Braid ”was a lot of work” he says, Blow worked an average of ”three or four hours” a day on development with ”self-imposed crunch periods.” Focusing testing ”was terrible” for his creation.
”The scores were terrible. And then you could feel the interest in this game at Microsoft evaporating rapidly. They stopped answering my emails quite so quickly,” said Blow, speaking on Microsoft’s focusing testing process.
”Any publisher who takes a gatekeeper role doesn’t necessarily understand what makes a good or bad game in the first place,” he noted. ”What they greenlight or turn down isn’t necessarily in their best interests, even though they think it might be.”

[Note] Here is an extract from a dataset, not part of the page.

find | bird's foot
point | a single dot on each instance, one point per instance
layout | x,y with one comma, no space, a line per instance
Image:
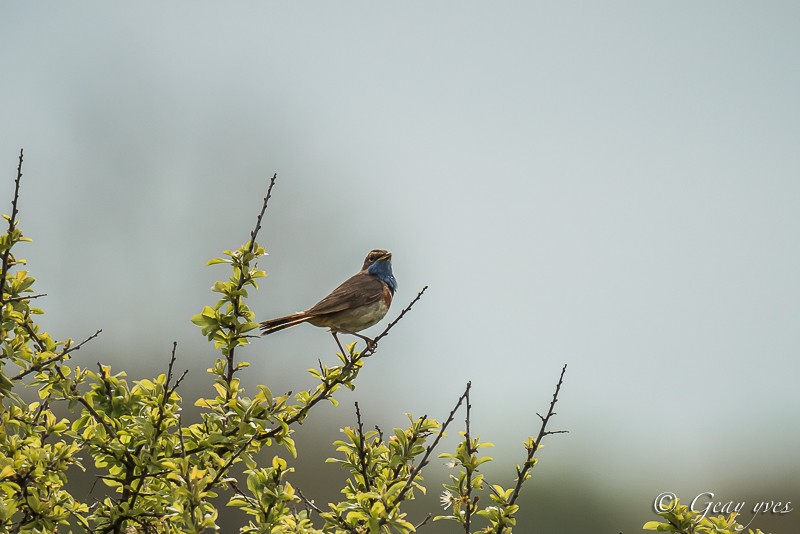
371,345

As for the two-hundred thousand smackers it cost to make the arcade hit Braid: ”…a lot of that 200k was spent because I didn’t want to live in a shack somewhere… It doesn’t require USD 200,000 to make a game.”
”It requires a PC, a dev kit and enough money to live on for the time it takes to develop, plus extra time because it will always slip. If you can live for three years at your Mom’s house, you can make a game for free,” he said. You got a couple of hundred grand to make a cult hit and earn the mega bucks?